Environmental engineers are now grappling with a range of other large-scale redevelopment projects on contaminated sites across North Georgia, including the planned transformation of the 162-acre former General Motors factory in Doraville that’s envisioned as a sprawling mixed-use site.

Those projects, like the Greensboro development, dealt with high concentrations of lead and other pollutants in the soil. The mill’s supporters point to the Atlanta examples even as they chalk up the criticism to irreconcilable differences.

“We got off to a very bad start, and no matter what we do, we haven’t been able to satisfy the Davids,” Hammond said. “They’re very concerned about the health and safety of Greensboro’s citizens. And my hat is off to them. But we are doing everything we can to make sure the residents know about the painstaking efforts we’re taking to clean up the property.”

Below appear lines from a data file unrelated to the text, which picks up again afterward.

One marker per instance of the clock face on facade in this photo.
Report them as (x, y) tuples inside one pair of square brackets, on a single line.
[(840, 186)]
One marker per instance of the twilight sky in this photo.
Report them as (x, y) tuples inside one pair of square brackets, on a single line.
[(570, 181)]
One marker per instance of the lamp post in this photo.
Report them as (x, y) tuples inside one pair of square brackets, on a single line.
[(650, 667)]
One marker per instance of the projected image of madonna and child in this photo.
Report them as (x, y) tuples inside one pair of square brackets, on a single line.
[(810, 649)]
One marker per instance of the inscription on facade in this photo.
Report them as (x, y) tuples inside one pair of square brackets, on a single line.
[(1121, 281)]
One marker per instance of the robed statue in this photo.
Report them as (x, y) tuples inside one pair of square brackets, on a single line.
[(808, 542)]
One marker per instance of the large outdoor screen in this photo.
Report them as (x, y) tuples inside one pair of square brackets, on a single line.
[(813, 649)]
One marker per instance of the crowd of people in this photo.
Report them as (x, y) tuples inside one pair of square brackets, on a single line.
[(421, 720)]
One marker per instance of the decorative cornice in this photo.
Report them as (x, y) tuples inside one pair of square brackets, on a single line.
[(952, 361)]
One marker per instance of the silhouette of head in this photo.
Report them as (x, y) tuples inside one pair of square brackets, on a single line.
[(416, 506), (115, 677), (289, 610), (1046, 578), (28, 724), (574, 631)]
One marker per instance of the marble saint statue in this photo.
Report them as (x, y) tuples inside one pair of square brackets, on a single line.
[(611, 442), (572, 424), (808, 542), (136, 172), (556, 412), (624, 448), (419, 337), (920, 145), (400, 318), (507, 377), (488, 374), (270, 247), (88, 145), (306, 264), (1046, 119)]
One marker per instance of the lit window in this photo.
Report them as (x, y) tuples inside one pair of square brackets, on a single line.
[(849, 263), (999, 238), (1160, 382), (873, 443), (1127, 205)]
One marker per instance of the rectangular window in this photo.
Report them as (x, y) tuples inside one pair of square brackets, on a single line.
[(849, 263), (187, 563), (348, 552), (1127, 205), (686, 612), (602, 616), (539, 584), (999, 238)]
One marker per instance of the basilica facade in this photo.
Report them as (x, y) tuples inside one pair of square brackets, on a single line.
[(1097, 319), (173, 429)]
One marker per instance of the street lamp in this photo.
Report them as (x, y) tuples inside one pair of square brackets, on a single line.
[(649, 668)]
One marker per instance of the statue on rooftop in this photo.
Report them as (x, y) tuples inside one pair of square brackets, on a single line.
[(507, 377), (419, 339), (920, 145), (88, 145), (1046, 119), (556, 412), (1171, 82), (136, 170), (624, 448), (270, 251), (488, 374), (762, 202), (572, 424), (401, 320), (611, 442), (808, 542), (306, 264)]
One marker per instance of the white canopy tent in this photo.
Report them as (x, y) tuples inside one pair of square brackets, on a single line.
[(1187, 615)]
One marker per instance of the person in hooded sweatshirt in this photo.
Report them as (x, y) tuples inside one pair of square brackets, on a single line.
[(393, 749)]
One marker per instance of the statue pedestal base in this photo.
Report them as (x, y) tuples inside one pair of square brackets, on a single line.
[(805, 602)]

Some residents remain on edge about the fate of the project. Cary Williams, the longtime editor of the Greensboro Herald-Journal, said residents aren’t sure what to expect once it is completed in 2016.

“They’re waiting until the storm hits,” Williams said. “There’s two sides to every story, and the developers have done a good job cleaning up the site. But people are worried that when the money dries up, they’ll be gone.”

Wright, the mayor, said he shares some of the same concerns over the environmental impact of the development, and he said regulators should monitor it closely. But he said the testing is being wielded as a “weapon” by critics who are trying to scare residents. And he said the community’s needs far outweigh the risks.

“There’s a huge need for low-income housing within walking distance of jobs. Low-income people here just can’t afford vehicles to travel downtown,” Wright said. “The long and the short of it is that we have more low-income seniors now, and they don’t have transportation. So they need housing here.”